The guild is permanently stuck in a broken state in which the bot doesn't try to chunk its members upon any successive reconnect.

Intents

All except presence

System Information

- Python v3.9.1-final
- discord.py v2.3.2-final
- aiohttp v3.8.1
- system info: Linux 4.19.0-20-cloud-amd64 #1 SMP Debian 4.19.235-1 (2022-03-17)

Checklist

[X] I have searched the open issues for duplicates.
[X] I have shown the entire traceback, if possible.
[X] I have removed my token from display, if visible.

Additional Context

I'm doing CPU and memory-intensive work after on_ready, which can cause the bot to lag so much it disconnects (due to swapping), and also in general amplifies any timing issues.

mniip commented 1 year ago

Got some (reasonably redacted) logs from when it happens: log.txt There are two clients in this process, the second client doesn't have the guilds intent, so pay no attention to it.

After a non-resume reconnect at 2023-09-21T15:16:35.561 the library starts chunking a guild. This takes a while so at 2023-09-21T15:17:03.056 it gives up, though we still receive a few. Of note is that the chunk we receive last, at 2023-09-21T15:18:45.620, is not the final chunk: 'chunk_index': 167, 'chunk_count': 170.

Then another non-resume reconnect happens at 2023-09-21T15:18:49.405. And we receive the GUILD_CREATE at 2023-09-21T15:18:57.318. However (ignore the ready at 2023-09-21T15:18:59.779, it's from that second client), we do not receive any GUILD_MEMBERS_CHUNK and the library times out at 2023-09-21T15:19:16.906.

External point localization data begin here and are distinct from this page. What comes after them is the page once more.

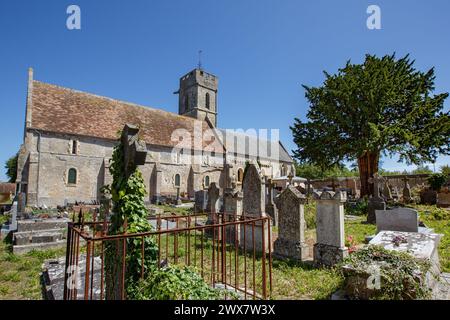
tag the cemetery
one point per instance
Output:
(227, 245)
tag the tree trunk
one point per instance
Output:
(368, 165)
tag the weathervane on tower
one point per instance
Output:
(199, 59)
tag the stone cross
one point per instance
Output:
(291, 230)
(330, 246)
(407, 198)
(135, 150)
(387, 194)
(271, 208)
(377, 181)
(254, 206)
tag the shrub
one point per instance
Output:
(175, 283)
(437, 181)
(357, 209)
(402, 276)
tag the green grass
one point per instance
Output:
(20, 275)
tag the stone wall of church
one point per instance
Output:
(47, 169)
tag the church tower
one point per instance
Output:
(198, 96)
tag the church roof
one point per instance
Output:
(63, 110)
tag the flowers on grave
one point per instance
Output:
(350, 243)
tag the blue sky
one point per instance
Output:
(261, 50)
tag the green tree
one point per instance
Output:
(11, 168)
(383, 106)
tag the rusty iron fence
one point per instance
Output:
(227, 251)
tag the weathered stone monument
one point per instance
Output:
(134, 154)
(376, 202)
(330, 246)
(387, 194)
(407, 195)
(201, 200)
(271, 208)
(232, 201)
(254, 207)
(291, 231)
(212, 206)
(397, 219)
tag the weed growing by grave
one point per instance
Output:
(176, 283)
(129, 215)
(402, 277)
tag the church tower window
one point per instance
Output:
(72, 176)
(207, 102)
(177, 180)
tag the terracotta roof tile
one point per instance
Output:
(62, 110)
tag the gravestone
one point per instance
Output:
(291, 231)
(134, 154)
(387, 194)
(407, 195)
(271, 208)
(254, 204)
(376, 202)
(398, 219)
(232, 203)
(443, 199)
(201, 201)
(330, 246)
(213, 207)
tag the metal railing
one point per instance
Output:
(233, 253)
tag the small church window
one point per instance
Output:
(72, 176)
(177, 180)
(186, 103)
(240, 175)
(207, 101)
(74, 146)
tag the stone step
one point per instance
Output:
(21, 249)
(41, 224)
(39, 236)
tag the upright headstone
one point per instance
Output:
(387, 194)
(134, 154)
(376, 202)
(407, 195)
(201, 200)
(330, 246)
(232, 200)
(213, 202)
(291, 230)
(254, 207)
(271, 208)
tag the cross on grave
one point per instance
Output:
(377, 181)
(135, 150)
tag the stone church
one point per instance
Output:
(69, 138)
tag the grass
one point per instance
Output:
(20, 275)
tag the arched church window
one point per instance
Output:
(186, 102)
(72, 176)
(240, 175)
(207, 102)
(74, 146)
(177, 180)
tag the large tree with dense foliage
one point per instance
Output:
(383, 106)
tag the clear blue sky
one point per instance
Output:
(262, 51)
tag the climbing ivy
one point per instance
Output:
(129, 215)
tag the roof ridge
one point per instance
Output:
(132, 104)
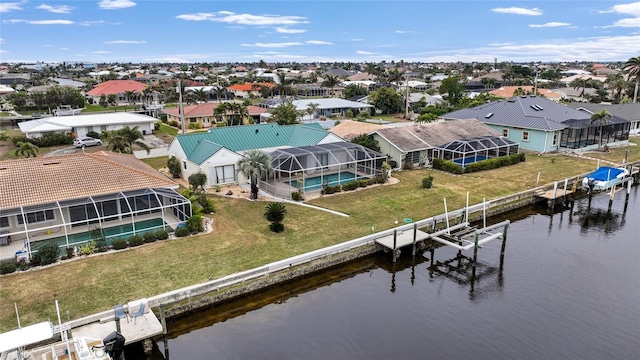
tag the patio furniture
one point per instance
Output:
(120, 312)
(4, 238)
(139, 312)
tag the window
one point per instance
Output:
(37, 216)
(224, 174)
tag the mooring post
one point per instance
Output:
(163, 320)
(395, 238)
(475, 257)
(415, 236)
(504, 243)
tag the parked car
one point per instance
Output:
(86, 141)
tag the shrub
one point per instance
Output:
(119, 244)
(149, 236)
(296, 196)
(23, 265)
(135, 240)
(182, 231)
(194, 224)
(427, 182)
(48, 254)
(87, 248)
(162, 234)
(7, 267)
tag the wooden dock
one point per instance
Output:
(144, 328)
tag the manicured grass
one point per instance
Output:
(241, 240)
(156, 163)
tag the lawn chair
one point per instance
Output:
(139, 312)
(120, 313)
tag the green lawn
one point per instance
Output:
(241, 240)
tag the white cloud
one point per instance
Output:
(115, 4)
(59, 9)
(244, 19)
(125, 42)
(518, 11)
(319, 42)
(39, 22)
(549, 24)
(6, 7)
(290, 31)
(273, 45)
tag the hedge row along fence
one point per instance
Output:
(494, 163)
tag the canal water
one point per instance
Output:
(569, 289)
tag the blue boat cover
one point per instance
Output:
(605, 173)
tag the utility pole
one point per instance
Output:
(180, 108)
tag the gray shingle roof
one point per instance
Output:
(529, 112)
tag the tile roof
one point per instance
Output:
(349, 129)
(249, 86)
(74, 176)
(61, 123)
(425, 136)
(519, 111)
(116, 87)
(247, 137)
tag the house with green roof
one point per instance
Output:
(216, 152)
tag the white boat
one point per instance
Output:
(82, 348)
(65, 110)
(604, 178)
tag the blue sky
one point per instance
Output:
(313, 30)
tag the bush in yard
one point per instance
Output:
(7, 267)
(194, 224)
(162, 234)
(182, 231)
(135, 240)
(47, 254)
(149, 236)
(119, 244)
(427, 182)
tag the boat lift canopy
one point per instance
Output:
(28, 335)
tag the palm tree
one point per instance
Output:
(26, 149)
(255, 164)
(331, 81)
(632, 68)
(312, 109)
(601, 118)
(284, 86)
(275, 212)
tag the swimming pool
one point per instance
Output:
(316, 182)
(110, 233)
(469, 160)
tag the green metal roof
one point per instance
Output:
(200, 146)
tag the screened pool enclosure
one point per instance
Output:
(466, 151)
(309, 168)
(71, 223)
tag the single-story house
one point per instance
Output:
(216, 152)
(73, 199)
(332, 107)
(541, 125)
(203, 114)
(417, 145)
(629, 112)
(118, 88)
(82, 124)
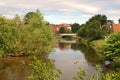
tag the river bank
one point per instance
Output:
(96, 45)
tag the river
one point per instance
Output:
(66, 57)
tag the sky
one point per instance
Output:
(62, 11)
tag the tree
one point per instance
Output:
(119, 21)
(93, 29)
(62, 30)
(28, 16)
(17, 21)
(111, 49)
(14, 41)
(75, 27)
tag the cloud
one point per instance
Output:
(117, 12)
(62, 9)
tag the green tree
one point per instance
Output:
(62, 30)
(75, 27)
(17, 21)
(15, 41)
(111, 49)
(28, 16)
(93, 29)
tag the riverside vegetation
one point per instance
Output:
(33, 36)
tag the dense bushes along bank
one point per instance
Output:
(25, 37)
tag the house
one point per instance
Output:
(56, 28)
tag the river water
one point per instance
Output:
(66, 57)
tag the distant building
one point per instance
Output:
(56, 28)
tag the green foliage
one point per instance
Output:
(119, 21)
(34, 37)
(75, 27)
(111, 49)
(62, 30)
(43, 71)
(93, 29)
(111, 75)
(28, 16)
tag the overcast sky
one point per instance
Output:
(62, 11)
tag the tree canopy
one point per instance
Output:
(93, 29)
(35, 37)
(111, 49)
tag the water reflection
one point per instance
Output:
(14, 69)
(66, 57)
(69, 57)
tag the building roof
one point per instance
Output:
(116, 27)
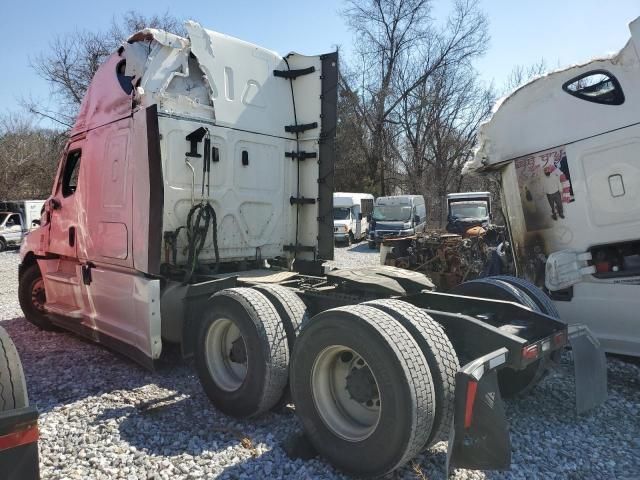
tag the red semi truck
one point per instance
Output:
(193, 205)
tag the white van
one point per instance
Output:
(17, 218)
(351, 212)
(399, 215)
(567, 145)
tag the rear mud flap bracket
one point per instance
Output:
(480, 438)
(590, 367)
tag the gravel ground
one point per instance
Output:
(102, 416)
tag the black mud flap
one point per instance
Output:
(590, 366)
(19, 458)
(479, 438)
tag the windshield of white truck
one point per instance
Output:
(341, 213)
(392, 213)
(469, 209)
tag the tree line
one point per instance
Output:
(409, 105)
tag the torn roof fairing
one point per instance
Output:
(247, 94)
(162, 37)
(105, 100)
(190, 77)
(540, 114)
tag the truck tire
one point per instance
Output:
(13, 388)
(511, 382)
(293, 313)
(242, 354)
(537, 295)
(362, 390)
(32, 297)
(440, 355)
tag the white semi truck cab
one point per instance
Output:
(193, 205)
(567, 146)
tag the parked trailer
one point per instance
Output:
(202, 215)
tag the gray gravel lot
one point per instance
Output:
(102, 416)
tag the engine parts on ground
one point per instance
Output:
(450, 259)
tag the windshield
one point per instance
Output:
(392, 213)
(469, 210)
(341, 213)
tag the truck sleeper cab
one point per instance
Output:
(186, 210)
(566, 146)
(398, 215)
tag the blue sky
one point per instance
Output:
(522, 32)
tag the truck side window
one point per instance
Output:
(70, 173)
(124, 80)
(598, 86)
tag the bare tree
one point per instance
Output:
(28, 157)
(440, 120)
(73, 58)
(391, 36)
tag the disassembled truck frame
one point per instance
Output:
(193, 204)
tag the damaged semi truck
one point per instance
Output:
(193, 205)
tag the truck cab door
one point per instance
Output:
(63, 206)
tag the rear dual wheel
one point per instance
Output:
(362, 389)
(242, 353)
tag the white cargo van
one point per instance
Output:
(398, 215)
(16, 219)
(567, 145)
(351, 212)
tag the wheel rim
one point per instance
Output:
(227, 355)
(38, 295)
(345, 393)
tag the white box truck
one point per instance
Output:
(194, 205)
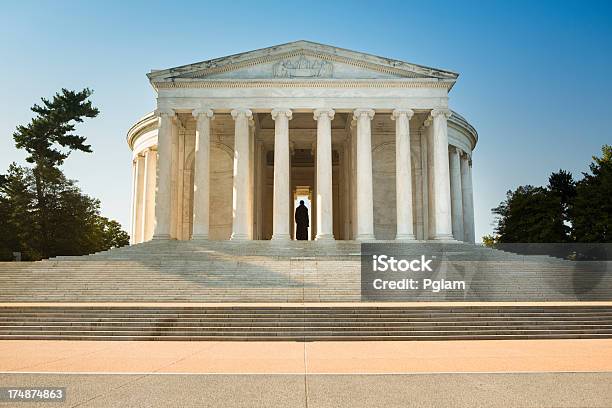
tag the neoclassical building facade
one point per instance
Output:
(368, 140)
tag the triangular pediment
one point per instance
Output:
(300, 60)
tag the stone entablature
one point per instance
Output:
(372, 142)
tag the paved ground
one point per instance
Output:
(335, 391)
(532, 373)
(312, 358)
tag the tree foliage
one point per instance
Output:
(564, 211)
(42, 213)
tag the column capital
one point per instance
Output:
(236, 113)
(441, 111)
(284, 112)
(205, 112)
(357, 113)
(328, 112)
(400, 112)
(164, 112)
(455, 149)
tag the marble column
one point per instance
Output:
(431, 212)
(139, 197)
(468, 198)
(456, 195)
(365, 198)
(148, 212)
(325, 210)
(425, 181)
(163, 198)
(403, 175)
(441, 184)
(240, 198)
(201, 178)
(133, 209)
(281, 230)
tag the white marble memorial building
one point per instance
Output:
(235, 141)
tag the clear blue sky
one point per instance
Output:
(535, 76)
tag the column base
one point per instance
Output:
(199, 237)
(239, 237)
(444, 238)
(161, 237)
(405, 237)
(281, 237)
(365, 237)
(325, 237)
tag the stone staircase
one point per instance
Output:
(295, 271)
(305, 323)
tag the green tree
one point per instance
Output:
(42, 213)
(48, 139)
(530, 214)
(591, 214)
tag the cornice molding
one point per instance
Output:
(330, 83)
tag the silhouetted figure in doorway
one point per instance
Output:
(301, 219)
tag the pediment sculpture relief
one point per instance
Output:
(303, 68)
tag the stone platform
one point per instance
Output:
(294, 271)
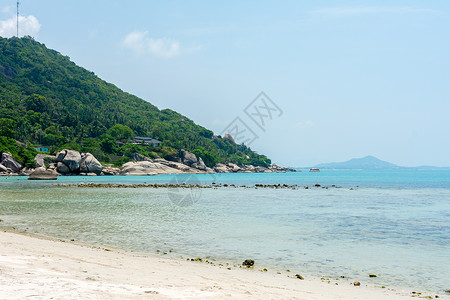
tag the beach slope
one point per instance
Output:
(39, 268)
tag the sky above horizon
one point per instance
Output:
(349, 78)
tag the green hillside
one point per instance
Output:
(46, 99)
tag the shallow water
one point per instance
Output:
(394, 224)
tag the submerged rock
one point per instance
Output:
(248, 263)
(40, 159)
(8, 161)
(43, 174)
(72, 160)
(89, 164)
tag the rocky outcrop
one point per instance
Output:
(62, 168)
(139, 157)
(188, 158)
(191, 160)
(199, 164)
(4, 169)
(43, 174)
(110, 171)
(228, 137)
(233, 168)
(89, 164)
(146, 168)
(9, 162)
(221, 168)
(176, 165)
(72, 162)
(40, 159)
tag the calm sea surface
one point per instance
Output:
(395, 224)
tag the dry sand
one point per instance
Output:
(36, 268)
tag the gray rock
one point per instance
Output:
(39, 159)
(89, 164)
(140, 157)
(72, 160)
(43, 174)
(233, 167)
(110, 171)
(3, 168)
(60, 155)
(8, 161)
(146, 168)
(228, 137)
(221, 168)
(199, 164)
(175, 165)
(62, 168)
(188, 158)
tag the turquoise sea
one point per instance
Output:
(395, 224)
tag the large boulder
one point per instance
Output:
(43, 174)
(146, 168)
(72, 159)
(175, 165)
(233, 167)
(221, 168)
(188, 158)
(62, 168)
(228, 137)
(199, 164)
(110, 171)
(60, 155)
(89, 164)
(3, 169)
(8, 161)
(39, 159)
(139, 157)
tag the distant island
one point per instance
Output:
(370, 163)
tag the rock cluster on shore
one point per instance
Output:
(71, 162)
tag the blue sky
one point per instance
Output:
(353, 78)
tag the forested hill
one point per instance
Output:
(46, 99)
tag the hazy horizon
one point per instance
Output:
(349, 80)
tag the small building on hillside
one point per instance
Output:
(146, 141)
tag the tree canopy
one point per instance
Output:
(47, 99)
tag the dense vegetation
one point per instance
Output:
(45, 99)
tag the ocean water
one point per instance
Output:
(395, 224)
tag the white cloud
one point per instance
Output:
(27, 26)
(139, 42)
(6, 9)
(304, 124)
(350, 11)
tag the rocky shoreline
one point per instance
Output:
(199, 186)
(71, 162)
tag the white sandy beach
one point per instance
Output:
(35, 268)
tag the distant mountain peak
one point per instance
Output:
(368, 162)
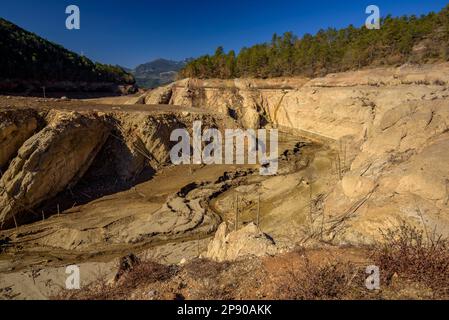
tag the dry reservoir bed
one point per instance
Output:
(87, 184)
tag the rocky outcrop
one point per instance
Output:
(248, 241)
(16, 126)
(106, 151)
(48, 162)
(388, 127)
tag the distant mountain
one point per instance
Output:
(157, 73)
(29, 61)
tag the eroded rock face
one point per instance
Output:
(388, 127)
(16, 126)
(48, 162)
(248, 241)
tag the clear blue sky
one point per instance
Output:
(136, 31)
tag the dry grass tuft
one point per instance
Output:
(328, 280)
(414, 255)
(142, 274)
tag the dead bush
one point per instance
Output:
(321, 281)
(414, 255)
(204, 268)
(142, 274)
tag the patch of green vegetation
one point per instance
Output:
(399, 40)
(26, 56)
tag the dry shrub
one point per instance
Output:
(142, 274)
(204, 268)
(321, 281)
(416, 256)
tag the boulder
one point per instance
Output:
(248, 241)
(48, 162)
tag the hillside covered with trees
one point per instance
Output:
(399, 40)
(28, 57)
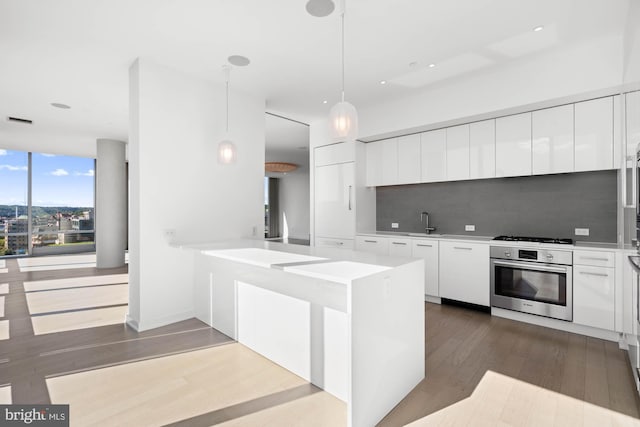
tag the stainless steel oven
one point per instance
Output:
(533, 280)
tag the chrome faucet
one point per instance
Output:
(427, 229)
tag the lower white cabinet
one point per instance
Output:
(428, 250)
(400, 247)
(594, 290)
(376, 245)
(464, 272)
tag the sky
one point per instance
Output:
(57, 180)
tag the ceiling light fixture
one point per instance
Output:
(343, 117)
(280, 167)
(226, 147)
(238, 60)
(320, 8)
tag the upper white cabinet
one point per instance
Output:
(374, 158)
(409, 170)
(389, 161)
(457, 152)
(433, 147)
(552, 143)
(594, 134)
(513, 145)
(482, 149)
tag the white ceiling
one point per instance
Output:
(78, 52)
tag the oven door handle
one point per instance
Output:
(531, 266)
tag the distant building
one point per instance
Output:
(16, 244)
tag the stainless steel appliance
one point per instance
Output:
(533, 279)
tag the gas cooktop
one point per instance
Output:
(550, 240)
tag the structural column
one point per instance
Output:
(111, 203)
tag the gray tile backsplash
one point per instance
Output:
(542, 206)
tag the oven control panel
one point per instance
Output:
(547, 256)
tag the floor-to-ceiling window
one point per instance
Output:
(14, 188)
(62, 203)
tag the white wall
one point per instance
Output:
(176, 183)
(560, 73)
(294, 203)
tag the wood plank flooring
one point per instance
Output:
(461, 346)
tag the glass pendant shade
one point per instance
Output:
(226, 152)
(343, 119)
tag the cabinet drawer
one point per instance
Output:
(373, 244)
(334, 243)
(594, 258)
(400, 247)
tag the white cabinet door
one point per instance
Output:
(390, 161)
(513, 145)
(373, 152)
(594, 134)
(373, 244)
(409, 159)
(433, 151)
(464, 272)
(482, 149)
(458, 153)
(399, 247)
(335, 201)
(553, 140)
(427, 249)
(594, 296)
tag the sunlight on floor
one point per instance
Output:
(5, 395)
(502, 400)
(172, 388)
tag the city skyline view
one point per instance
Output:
(56, 180)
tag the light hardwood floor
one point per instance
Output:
(461, 346)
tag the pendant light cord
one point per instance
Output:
(343, 53)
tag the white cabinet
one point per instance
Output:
(335, 201)
(594, 134)
(373, 244)
(552, 144)
(400, 246)
(427, 249)
(373, 156)
(513, 145)
(389, 161)
(464, 272)
(433, 147)
(409, 158)
(594, 289)
(457, 153)
(482, 149)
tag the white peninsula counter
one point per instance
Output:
(350, 322)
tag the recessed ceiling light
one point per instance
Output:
(320, 8)
(238, 60)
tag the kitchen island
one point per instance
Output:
(352, 323)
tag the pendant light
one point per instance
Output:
(226, 147)
(343, 117)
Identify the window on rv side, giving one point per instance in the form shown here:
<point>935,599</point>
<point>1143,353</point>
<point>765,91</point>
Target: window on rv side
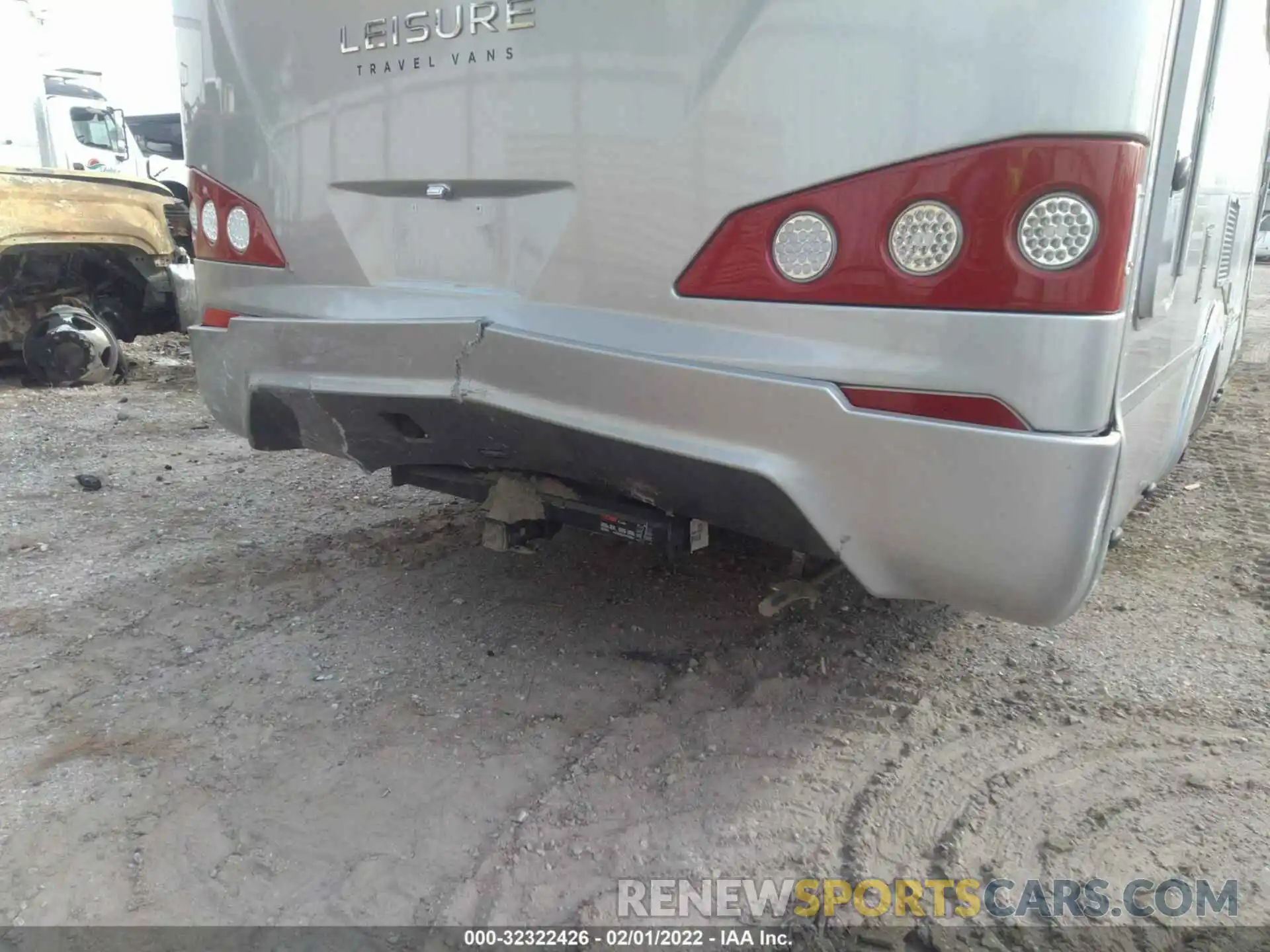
<point>98,128</point>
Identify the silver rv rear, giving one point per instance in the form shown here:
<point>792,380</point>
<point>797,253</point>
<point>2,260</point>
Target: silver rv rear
<point>933,287</point>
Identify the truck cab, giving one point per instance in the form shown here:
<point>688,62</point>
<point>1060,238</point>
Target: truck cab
<point>87,134</point>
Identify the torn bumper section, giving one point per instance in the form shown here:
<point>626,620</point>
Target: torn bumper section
<point>1002,522</point>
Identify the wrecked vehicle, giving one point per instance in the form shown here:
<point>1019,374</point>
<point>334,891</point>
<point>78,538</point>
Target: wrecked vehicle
<point>755,264</point>
<point>85,262</point>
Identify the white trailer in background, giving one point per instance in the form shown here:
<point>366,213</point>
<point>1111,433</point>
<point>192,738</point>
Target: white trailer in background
<point>56,117</point>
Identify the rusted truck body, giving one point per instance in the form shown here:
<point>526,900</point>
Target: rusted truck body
<point>105,247</point>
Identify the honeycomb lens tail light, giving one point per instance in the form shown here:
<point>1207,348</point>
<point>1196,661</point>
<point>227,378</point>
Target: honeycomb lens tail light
<point>230,227</point>
<point>1034,225</point>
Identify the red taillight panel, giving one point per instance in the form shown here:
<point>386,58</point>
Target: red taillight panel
<point>990,188</point>
<point>262,248</point>
<point>956,408</point>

I did not have enable_debug_events so it didn't log whether it send a chunk request or not, but I have a strong suspicion that it didn't.

After a cursory reading of ConnectionState, it seems to me that _chunk_requests can have stale guilds in it if a disconnect happens in the middle of chunking, and such a stale guild will cause a fresh chunk request to never be sent at any future reconnect.

mniip commented 1 year ago

Minimal reproducer:

import asyncio
import logging
import discord
import json
import time

discord.utils.setup_logging(level=logging.INFO)

intents = discord.Intents.all()
intents.presences = False
client = discord.Client(intents=intents, enable_debug_events=True)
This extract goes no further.